My husband retired from the service two years ago, so now I have a civilian doctor. This year for my birthday, when I was turning 42, I decided I needed to do the female thing (PAP and mammogram) and I mentioned to my new doctor about the spots.  She gave me prescriptions and when they didn't help, she sent me to a different dermatologist who did a punch biopsy.  He said it is morphea and isn't easy to cure.  He copied a page from his medical book about morphea for me, so I could read what little is known about it.  He did say I could have PUVA sessions, but they cost $40 a session, and it takes about 100 sessions.  It is much easier to live with my morphea than for me to spend $4000 on skin that no-one else can see anyway, except my husband and whoever else I decide to show. I like this dermatologist much better than the first one.  He takes his time with me and cares.  The first guy was more interested in money than me.

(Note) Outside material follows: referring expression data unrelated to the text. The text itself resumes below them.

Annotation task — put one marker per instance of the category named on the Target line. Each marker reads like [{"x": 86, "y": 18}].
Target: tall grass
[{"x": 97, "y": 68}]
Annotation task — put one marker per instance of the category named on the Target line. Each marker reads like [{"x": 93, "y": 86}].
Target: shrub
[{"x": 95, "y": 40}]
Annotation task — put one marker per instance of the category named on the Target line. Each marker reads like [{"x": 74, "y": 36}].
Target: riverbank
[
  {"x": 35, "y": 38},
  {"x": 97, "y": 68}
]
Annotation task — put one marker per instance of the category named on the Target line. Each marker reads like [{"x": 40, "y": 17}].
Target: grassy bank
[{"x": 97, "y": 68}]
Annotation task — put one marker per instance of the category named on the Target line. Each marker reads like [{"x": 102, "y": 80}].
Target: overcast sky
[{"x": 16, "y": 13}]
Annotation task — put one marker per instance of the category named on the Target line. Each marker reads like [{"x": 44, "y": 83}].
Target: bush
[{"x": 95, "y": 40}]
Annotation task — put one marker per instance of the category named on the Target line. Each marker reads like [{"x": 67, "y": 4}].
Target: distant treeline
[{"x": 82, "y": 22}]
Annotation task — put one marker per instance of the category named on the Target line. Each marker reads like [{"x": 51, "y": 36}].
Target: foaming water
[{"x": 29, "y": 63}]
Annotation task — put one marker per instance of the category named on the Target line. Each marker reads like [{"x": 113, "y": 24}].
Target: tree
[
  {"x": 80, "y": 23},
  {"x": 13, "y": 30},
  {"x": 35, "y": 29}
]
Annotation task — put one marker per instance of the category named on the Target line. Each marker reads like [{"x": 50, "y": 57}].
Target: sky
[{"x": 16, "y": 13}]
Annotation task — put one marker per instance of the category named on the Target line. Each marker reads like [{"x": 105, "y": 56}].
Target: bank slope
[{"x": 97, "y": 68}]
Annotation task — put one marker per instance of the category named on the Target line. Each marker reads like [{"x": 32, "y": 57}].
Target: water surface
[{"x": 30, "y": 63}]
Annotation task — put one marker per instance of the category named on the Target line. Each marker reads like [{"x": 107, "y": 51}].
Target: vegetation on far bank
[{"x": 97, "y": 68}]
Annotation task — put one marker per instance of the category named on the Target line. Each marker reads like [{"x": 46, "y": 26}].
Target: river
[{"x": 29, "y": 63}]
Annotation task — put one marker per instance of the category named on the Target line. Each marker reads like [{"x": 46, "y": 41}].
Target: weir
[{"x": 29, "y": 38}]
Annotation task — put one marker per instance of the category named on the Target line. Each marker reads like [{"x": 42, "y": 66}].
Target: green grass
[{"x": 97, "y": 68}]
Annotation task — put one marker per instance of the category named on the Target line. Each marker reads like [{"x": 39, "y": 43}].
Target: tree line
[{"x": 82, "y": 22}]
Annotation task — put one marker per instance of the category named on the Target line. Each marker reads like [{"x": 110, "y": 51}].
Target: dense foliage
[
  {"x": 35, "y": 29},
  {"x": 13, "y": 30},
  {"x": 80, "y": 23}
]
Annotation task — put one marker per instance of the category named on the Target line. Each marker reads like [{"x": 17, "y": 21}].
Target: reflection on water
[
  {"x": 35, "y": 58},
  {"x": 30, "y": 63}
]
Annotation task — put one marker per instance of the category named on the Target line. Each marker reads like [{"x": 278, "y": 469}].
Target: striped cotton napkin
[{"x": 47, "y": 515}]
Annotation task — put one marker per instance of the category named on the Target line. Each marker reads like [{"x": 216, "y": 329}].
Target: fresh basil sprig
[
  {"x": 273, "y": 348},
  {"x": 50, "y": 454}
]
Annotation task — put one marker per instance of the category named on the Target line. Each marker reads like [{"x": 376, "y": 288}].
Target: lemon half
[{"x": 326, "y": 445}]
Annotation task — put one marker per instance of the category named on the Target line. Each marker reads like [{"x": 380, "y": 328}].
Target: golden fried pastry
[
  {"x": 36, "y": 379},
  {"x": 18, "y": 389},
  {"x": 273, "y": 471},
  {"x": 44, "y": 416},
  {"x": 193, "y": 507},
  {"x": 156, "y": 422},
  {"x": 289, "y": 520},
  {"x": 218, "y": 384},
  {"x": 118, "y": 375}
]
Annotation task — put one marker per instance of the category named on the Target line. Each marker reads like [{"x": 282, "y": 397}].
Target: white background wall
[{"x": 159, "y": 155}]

I don't work outside the home.  I am a household manager, or to say it the old-fashioned way, I am a housewife.  And I have too many hobbies to put down in words, but a few of the things I do to keep busy are: knitting, reading, attending to my flowers and garden, feeding and watching the birds in my backyard, keeping in touch with family and friends.  I love to travel, and make solo trips to California and Florida when I can.  And I love to cook (and eat, too, since I am a little overweight) so I have a collection of cookbooks, some from Germany and Australia since we were in those countries while my husband was in the service.  But my doctor has me watching my eating and intake of salt, so hopefully I will get my blood pressure back down where it belongs, and my weight will also go back close to were it should be, too.

I have told some of my friends, but not all of them.  Most of my friends live a long distance phone call away, and it isn't easy to explain what morphea is.  But I have told my mother and my sister.  It is a worry to my mom, because I am the one out of four kids (am I young enough to still be called a kid?  My mom thinks so) that has all the medical problems.  High blood pressure, tennis elbow, sleep apnea, gall bladder removal, and a problem with one of my eyes, which is not very describable, except to say when I have pain in it, it is excruciating.  But I explained all I could about morphea to Mom and my sister, and told them they can't catch it from me, I can't give it to anyone, I don't know how I got it or why I have it, I won't die from it and it only affects my skin on my abdomen and breasts so the only way anyone else can see it is if I choose to show them.

Having morphea doesn't scare me.  My current dermatologist said the morphea I have isn't life-threatening.  However, there are times it itches like crazy, like in these past few weeks, and the cream he prescribed for me does help some, so I take things day by day.

8-20-99: I have an update about the PUVA treatments.  My dermatologist says the morphea has spread to my back, so he recommends my husband and I seriously discuss my having PUVA treatments done.   He says it doesn't need to be done real soon, but I will need to have them done to help stop the spread of the morphea.